Analysts previously said Nestlé needed to up its premium chocolate game. The company had been linked to moves for Swiss rival Lindt and Italian confectioner Ferrero, but it has chosen to leverage an existing brand.
The premium chocolate boom
"The premium of today is going to be the mainstream of tomorrow,” Alessandro Rigoni, business executive manager for Nestlé's chocolate & confectionery division, told ConfectioneryNews during a visit to Cailler’s production site in Broc, Gruyère.
Nestlé’s global chocolate marketing director Anne Marin added: "We don’t have the classical cliché that all the growth will come from developing markets. The premium segment in chocolate is growing everywhere.”
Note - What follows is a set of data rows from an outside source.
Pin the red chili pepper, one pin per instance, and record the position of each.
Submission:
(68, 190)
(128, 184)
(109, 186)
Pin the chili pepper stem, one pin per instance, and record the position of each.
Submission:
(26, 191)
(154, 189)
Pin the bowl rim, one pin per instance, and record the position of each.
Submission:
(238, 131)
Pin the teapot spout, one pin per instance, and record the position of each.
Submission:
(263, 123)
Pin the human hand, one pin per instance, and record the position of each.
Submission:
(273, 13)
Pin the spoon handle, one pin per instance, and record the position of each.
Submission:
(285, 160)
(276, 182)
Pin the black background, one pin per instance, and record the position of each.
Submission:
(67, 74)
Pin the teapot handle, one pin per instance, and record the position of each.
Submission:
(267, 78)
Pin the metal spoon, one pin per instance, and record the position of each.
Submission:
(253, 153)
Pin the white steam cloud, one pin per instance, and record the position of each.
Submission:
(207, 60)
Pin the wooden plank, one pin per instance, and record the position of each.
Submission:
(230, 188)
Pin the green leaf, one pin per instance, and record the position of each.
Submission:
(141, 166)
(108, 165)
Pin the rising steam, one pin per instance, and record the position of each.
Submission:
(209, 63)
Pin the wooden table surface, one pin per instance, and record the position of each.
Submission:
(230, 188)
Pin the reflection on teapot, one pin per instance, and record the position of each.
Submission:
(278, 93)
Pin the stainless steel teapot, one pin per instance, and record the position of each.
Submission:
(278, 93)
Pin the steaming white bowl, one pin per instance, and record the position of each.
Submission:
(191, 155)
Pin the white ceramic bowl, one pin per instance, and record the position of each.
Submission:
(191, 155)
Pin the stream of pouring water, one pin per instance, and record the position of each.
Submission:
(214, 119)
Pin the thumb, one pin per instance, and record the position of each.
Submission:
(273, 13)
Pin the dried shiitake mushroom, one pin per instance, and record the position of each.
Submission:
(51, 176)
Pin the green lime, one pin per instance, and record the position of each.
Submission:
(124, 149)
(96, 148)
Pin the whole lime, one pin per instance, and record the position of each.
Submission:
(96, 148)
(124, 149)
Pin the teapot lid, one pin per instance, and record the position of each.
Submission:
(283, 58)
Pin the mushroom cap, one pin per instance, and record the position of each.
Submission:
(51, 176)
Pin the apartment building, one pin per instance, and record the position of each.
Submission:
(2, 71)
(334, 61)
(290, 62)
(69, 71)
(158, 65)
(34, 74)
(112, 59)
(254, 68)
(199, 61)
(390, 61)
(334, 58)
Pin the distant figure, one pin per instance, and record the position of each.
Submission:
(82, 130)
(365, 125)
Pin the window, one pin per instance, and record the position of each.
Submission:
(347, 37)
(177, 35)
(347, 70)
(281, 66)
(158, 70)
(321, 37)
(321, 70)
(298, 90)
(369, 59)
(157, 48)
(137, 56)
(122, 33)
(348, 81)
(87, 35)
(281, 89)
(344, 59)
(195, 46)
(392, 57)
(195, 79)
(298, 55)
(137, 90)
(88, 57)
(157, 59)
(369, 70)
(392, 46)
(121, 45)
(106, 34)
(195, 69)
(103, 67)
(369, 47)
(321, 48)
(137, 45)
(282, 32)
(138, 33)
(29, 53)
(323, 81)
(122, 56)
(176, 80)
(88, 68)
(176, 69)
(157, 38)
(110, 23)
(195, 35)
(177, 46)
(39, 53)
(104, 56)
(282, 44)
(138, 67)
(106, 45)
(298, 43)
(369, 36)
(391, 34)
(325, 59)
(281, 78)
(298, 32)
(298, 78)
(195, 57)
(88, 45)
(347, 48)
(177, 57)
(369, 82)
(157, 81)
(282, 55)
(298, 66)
Nestlé says the premium segment currently accounts for 12% of global chocolate sales. However, it expects a compound annual growth rate of 8% for premium chocolate in emerging markets in the coming years and 8.4% in developed markets - faster than mainstream global chocolate, which is forecast to grow 5%.
Why not India?
Nestlé says India is a strategic market for confectionery, but it will not launch the Cailler brand there yet. "It could an option, if the supply chain is fixed," said Anne Marin, but she said there it was currently tough to protect the freshness of the brand in India's hot temperatures.
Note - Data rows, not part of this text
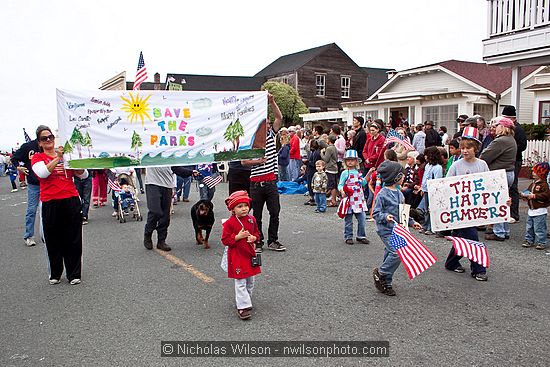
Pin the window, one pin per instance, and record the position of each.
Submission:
(484, 110)
(441, 115)
(320, 85)
(544, 113)
(345, 84)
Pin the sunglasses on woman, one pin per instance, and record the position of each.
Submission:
(47, 138)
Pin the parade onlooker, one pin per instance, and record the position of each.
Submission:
(319, 187)
(432, 137)
(469, 145)
(501, 154)
(521, 144)
(419, 139)
(351, 186)
(386, 215)
(22, 160)
(239, 233)
(61, 208)
(538, 199)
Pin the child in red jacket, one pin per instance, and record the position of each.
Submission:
(239, 233)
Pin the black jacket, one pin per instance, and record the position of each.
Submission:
(24, 155)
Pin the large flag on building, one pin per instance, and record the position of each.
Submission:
(415, 256)
(141, 73)
(473, 250)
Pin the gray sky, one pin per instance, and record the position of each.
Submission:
(76, 45)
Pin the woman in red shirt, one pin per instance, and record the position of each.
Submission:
(374, 147)
(61, 209)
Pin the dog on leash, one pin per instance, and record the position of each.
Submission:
(202, 214)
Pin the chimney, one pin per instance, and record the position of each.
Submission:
(157, 81)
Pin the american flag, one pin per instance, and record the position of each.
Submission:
(415, 256)
(473, 250)
(27, 137)
(399, 140)
(141, 74)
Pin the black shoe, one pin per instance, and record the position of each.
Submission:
(389, 291)
(148, 241)
(163, 246)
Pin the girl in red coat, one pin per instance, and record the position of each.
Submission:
(239, 233)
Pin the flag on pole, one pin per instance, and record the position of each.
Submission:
(473, 250)
(27, 137)
(141, 73)
(415, 256)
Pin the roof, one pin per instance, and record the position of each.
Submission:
(292, 62)
(376, 78)
(217, 82)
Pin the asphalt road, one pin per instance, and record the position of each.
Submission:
(131, 299)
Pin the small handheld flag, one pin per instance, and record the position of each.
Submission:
(141, 73)
(473, 250)
(415, 256)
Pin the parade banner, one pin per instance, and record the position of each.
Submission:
(105, 129)
(468, 201)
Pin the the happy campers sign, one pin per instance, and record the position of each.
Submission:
(469, 200)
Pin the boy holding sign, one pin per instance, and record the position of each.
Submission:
(469, 146)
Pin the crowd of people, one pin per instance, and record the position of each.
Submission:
(367, 171)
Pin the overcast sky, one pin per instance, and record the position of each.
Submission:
(76, 45)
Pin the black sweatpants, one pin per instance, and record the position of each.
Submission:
(159, 200)
(62, 222)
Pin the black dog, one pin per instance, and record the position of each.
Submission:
(202, 214)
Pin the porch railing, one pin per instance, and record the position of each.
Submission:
(509, 16)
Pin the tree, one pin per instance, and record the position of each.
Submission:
(136, 143)
(289, 101)
(87, 142)
(68, 149)
(76, 140)
(233, 133)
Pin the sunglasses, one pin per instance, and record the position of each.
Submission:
(47, 138)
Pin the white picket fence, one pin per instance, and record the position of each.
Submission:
(537, 151)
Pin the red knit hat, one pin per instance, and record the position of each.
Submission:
(236, 198)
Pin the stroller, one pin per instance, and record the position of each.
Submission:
(125, 203)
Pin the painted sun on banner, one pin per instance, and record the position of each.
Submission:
(105, 129)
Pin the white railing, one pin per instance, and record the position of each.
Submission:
(537, 151)
(507, 16)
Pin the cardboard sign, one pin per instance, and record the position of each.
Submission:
(469, 200)
(105, 129)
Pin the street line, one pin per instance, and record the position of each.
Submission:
(190, 268)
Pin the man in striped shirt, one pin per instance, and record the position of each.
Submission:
(263, 184)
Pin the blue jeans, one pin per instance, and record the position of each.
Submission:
(33, 199)
(84, 188)
(321, 201)
(503, 229)
(348, 225)
(535, 231)
(391, 260)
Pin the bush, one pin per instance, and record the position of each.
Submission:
(534, 132)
“We’re launching in really select channels and markets,” said Marin.
Nestlé introduced Cailler solely via the e-commerce channel in the US, UK and Germany today and the brand will launch in China on November 15.
“It’s no secret to say that US is a big chocolate market or China. It’s also that the e-commerce capabilities of handling chocolate was there,” said Marin.
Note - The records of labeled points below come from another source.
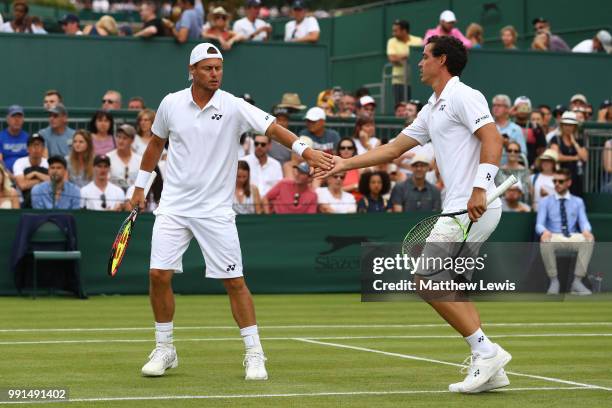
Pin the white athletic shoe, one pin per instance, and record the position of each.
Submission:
(499, 380)
(254, 365)
(161, 359)
(578, 288)
(481, 370)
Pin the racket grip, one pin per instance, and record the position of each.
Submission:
(501, 188)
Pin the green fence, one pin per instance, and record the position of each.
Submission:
(282, 254)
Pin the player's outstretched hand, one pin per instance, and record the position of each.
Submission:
(138, 199)
(477, 204)
(319, 159)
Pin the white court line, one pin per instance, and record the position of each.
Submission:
(301, 327)
(407, 337)
(292, 395)
(430, 360)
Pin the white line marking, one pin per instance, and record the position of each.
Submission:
(292, 395)
(430, 360)
(407, 337)
(301, 327)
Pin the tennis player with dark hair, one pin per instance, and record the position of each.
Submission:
(467, 147)
(203, 124)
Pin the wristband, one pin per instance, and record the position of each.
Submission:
(142, 178)
(298, 147)
(485, 175)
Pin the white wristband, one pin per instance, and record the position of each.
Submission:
(298, 147)
(142, 179)
(485, 175)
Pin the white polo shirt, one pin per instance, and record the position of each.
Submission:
(200, 176)
(450, 122)
(264, 177)
(308, 25)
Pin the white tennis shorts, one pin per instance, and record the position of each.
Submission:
(217, 238)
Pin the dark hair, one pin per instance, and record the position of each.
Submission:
(242, 165)
(364, 182)
(403, 24)
(455, 51)
(346, 139)
(99, 115)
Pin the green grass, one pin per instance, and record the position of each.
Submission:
(209, 367)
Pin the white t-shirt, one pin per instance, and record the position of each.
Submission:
(118, 173)
(24, 162)
(91, 197)
(294, 31)
(245, 27)
(450, 122)
(345, 205)
(264, 177)
(200, 175)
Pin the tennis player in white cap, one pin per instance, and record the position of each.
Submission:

"In e-commerce you are capable of targeting the consumers, so the famous in-the-know middle class that we want to target, we wanted to have capabilities to talk to them, which is not something you are necessarily able to do if you are in a classical retail environment,” said Marin, adding that Amazon allowed Nestlé to communicate the brand story with images and videos.
Cailler will have also displays in travel retail at airports in Basel, Dubai and Singapore.
"This is just to have physical touchpoints in a luxury environment," said Rigoni. "But most of the sales are going to be online and the reach we're going to have online will be far bigger than building distribution through retailers. In retailers you are going to be somewhere on shelf and that's not premium"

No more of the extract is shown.